By the way, what is it with Batman's female villains? Both Uma Thurman and Michelle Pfeiffer are frumpy mice with bad hair until someone tries to kill them and they turn evil. The moral of the story = "women, gain empowerment and men through crime and slinky outfits!"
Then as for Alicia Silverstone... no, on second thoughts, let's not. Fish in a barrel.
This is such an appalling film in every single way that I admire it. Batman Forever is merely a mess, whereas Batman & Robin at least has a clear (albeit stupid) objective and is consistent in tone. Admittedly it appears to have taken as its role model a retarded child wearing disco lights having an epileptic fit in a fetish bar, but at least that's something you won't see every day.
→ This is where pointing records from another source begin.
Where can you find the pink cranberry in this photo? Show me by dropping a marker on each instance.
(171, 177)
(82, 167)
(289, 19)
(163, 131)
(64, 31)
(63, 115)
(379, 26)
You'll scream in agony and run off to throw puppies and children off railway bridges after the first time you see even five minutes of it, but once the pain has passed you'll settle down and realise that, for instance, its Gotham is even more stylised than Burton's. They were trying to make something to rank alongside the 1960s Adam West film and that's exactly what they did. To the letter.
Recently I showed the Adam West thing to someone and had to turn it off at her request after half an hour because she hurt too much from laughing. Batman & Robin can similarly be a lot of fun, provided you don't make the mistake of approaching it like a real film. Given its reputation, there shouldn't be much danger of that.